Mauvaise première mi-temps pour les Giallorossi, menés 1-0 au repos. Puis Mou met Nicolò qui fait basculer le match : il récupère les deux penaltys transformés par Pellegrini et signe le trio. Le 2-2 de Nonato annulé par le Var

Zaniolo le change, Zaniolo gagne. Car si la Rome de la première mi-temps était trop mauvaise, celle de la seconde mi-temps a trouvé son moteur en Nicolò.

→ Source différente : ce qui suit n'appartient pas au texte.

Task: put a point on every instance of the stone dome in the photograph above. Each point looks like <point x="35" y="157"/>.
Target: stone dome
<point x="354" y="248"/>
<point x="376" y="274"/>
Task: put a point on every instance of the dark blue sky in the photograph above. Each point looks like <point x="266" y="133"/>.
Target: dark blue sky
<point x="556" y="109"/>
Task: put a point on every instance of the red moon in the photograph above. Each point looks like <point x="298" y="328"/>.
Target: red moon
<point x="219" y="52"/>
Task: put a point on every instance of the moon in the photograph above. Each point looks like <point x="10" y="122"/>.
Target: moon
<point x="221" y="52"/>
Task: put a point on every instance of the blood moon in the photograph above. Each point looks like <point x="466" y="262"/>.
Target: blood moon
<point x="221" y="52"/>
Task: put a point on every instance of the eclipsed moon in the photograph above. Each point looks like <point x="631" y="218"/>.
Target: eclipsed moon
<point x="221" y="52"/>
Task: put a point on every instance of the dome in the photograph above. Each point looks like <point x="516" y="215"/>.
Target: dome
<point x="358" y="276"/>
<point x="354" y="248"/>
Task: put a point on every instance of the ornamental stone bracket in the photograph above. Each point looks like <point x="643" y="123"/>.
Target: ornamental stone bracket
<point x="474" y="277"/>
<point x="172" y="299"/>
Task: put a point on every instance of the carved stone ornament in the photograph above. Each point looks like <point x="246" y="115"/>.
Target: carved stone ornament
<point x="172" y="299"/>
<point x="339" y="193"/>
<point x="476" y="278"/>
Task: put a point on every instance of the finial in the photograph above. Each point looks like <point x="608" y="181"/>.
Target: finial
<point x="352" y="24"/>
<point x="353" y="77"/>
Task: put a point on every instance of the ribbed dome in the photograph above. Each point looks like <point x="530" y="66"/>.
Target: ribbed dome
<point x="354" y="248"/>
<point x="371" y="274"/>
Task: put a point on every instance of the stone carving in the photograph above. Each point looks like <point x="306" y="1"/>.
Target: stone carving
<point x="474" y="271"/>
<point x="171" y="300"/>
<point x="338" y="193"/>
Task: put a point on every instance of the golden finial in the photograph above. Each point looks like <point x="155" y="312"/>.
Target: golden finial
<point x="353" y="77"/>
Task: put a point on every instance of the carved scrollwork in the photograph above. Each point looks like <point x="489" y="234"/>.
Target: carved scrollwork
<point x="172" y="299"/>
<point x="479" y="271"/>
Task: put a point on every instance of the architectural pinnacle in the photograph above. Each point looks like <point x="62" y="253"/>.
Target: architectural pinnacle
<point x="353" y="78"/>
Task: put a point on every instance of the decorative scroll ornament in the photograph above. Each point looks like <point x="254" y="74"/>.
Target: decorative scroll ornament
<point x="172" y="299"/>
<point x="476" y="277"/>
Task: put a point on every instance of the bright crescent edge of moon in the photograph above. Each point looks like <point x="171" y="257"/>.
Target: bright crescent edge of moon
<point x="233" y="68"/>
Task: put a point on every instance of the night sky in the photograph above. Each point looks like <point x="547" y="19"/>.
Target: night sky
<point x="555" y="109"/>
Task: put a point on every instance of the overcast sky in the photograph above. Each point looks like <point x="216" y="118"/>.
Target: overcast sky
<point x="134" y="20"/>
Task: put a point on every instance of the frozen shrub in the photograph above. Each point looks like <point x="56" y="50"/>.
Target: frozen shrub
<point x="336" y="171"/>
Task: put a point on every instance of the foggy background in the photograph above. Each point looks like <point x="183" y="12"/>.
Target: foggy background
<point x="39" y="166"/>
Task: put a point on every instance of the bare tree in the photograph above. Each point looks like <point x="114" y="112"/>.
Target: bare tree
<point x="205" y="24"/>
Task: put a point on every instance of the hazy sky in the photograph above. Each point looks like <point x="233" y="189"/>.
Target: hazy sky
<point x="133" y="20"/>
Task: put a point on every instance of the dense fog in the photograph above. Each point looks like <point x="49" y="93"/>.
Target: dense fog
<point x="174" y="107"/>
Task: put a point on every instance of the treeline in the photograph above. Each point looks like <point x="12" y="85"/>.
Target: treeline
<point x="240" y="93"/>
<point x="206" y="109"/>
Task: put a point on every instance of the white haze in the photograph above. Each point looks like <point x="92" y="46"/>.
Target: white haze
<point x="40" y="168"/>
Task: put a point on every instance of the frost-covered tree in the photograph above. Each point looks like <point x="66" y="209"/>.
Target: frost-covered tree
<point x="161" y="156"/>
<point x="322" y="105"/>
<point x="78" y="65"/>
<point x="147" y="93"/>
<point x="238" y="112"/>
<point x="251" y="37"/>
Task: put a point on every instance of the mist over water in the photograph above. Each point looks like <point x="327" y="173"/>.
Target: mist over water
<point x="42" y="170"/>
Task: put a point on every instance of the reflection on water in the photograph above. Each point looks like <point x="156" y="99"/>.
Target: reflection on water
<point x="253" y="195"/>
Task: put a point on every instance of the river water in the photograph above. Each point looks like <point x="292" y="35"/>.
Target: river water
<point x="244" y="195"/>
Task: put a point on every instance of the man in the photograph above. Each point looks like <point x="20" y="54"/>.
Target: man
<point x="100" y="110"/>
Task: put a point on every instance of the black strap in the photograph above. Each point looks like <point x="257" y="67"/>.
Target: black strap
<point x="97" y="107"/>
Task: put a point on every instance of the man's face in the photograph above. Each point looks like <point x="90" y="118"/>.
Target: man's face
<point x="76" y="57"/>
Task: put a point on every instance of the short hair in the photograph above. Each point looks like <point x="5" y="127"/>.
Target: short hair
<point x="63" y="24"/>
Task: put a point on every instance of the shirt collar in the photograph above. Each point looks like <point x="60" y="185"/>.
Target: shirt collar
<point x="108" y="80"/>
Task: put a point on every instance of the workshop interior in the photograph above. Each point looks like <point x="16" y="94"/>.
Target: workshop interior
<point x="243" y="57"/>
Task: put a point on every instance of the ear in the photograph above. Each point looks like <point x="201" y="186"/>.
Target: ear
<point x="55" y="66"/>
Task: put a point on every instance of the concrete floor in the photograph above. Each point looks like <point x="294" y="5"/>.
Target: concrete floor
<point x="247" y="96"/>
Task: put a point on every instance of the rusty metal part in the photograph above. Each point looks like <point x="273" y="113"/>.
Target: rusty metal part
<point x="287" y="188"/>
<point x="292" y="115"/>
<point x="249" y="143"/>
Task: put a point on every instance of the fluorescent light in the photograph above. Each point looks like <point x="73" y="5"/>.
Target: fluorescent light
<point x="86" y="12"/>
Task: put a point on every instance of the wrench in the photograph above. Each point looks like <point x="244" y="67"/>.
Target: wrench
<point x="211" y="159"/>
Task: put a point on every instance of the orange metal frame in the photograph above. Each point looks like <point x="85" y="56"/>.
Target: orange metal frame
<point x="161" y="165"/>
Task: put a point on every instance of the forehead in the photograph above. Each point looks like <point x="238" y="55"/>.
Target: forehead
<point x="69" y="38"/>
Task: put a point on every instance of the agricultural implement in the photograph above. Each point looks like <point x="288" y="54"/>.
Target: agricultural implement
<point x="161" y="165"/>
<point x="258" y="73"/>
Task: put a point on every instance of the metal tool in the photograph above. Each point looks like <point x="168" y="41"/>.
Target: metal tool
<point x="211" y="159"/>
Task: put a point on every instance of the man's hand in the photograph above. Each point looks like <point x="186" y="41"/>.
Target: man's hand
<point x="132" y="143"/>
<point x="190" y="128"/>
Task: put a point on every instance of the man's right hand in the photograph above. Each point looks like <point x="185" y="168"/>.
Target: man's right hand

De force, de puissance et de cœur, avec deux pénalités prises à la maison et un but fou en finale, où il a pratiquement emporté toute l’arrière-garde bulgare. Il termine 3-1 dans une rentrée, après la grande frayeur des 45′ premières, avec le doublé de Pellegrini sur place et le sceau final de Nicolò. Les Roms se rendront lundi aux barrages de la Ligue Europa, le verdict sur lequel “le requin” des Champions sera aux Giallorossi.

trop moche

Au départ, Mourinho décide de ménager Zaniolo et joue la double carte de l’avant-centre, avec Belotti aux côtés d’Abraham. Au lieu de cela, Matic passe à la réalisation, mais cette fois, les choix de Mou sont tous faux. Parce que Belotti manque pratiquement tout ce qu’il y a pour se tromper, Matic se promène sur le terrain et lorsqu’il se lance sous haute pression, il n’a jamais la force de récupérer la position. Et le but de Rick (42′) arrive comme ça, sur une énième supériorité numérique en transition des Bulgares, avec le Brésilien chevauchant dans la prairie laissée libre par le Serbe et brûlant Rui Patricio des 10 mètres. Jusqu’à ce moment, le problème de Roma avait été le mouvement lent et maladroit du ballon, avec les deux attaquants (Abraham et Belotti) pratiquement nuls. Et sans attaquants, c’est aussi difficile de jouer. El Shaarawy sur la gauche a également bien poussé, Pellegrini a tenté 2-3 fois (en vain) de l’extérieur et Ibanez (16′) a dévoré l’avance d’une bonne position. Mais les meilleures chances, tout compte fait, sont toutes de Ludogorets, avec Thiago (7′) qui le premier n’arrive pas d’un cheveu sur le tap-in rapproché d’un tir sûr et Cauly qui une minute avant l’avantage heurte le poteau extérieur de à l’extérieur. Mourinho repart aussitôt après le but, pendant le match en cours, avec les sifflets de l’Olimpico qui sont l’antichambre du déchaînement de Mou dans l’enceinte du vestiaire des Giallorossi.

superoffensif

Alors Mou tente immédiatement de corriger les erreurs de la première mi-temps : à l’intérieur de Zaniolo, Volpato et Cristante, à l’extérieur de Belotti, Camara et Karsdorp. L’équipe est d’emblée à traction avant, avec El Shaarawy (deux fois dangereux dès la première minute) et Volpato en outsiders à part entière. La pression est très forte : Abraham a le ballon droit mais le gâche, Volpato sème la panique dans la surface bulgare et Zaniolo obtient le penalty à la 9′, sur une faute de Cicinho (qui était déjà averti, Mou se déchaîne pour le raté rouge) : Pellegrini lance, nul. Puis après 15′ Roma devient encore plus offensif, Zalewski remplaçant Matic. Et sur un beau jeu de Pellegrini, Zaniolo s’en va à la limite du hors-jeu, Verdon le rattrape par derrière et Pellegrini fait un rappel sur place. Match renversé, olympien enflammé d’amour. Zaniolo passe tout près du 3-1 à droite, Tissera (tout juste entré) engage Rui Patricio et Nonato (qui a également pris le relais) fait 2-2 après un rebond, mais le but est annulé en raison d’une faute initiale de Rick sur Ibanez. Puis Mou court à couvert, pour rétablir l’équilibre de l’équipe avec un milieu de terrain supplémentaire, Bove, pour Volpato. Puis Zaniolo complète son jeu chic en assommant 4 adversaires et en empochant le ballon 3-1. En finale Verdon perd la tête et piétine Zalewski : expulsé après le Var, ça se termine comme ça, l’Olimpico en fête.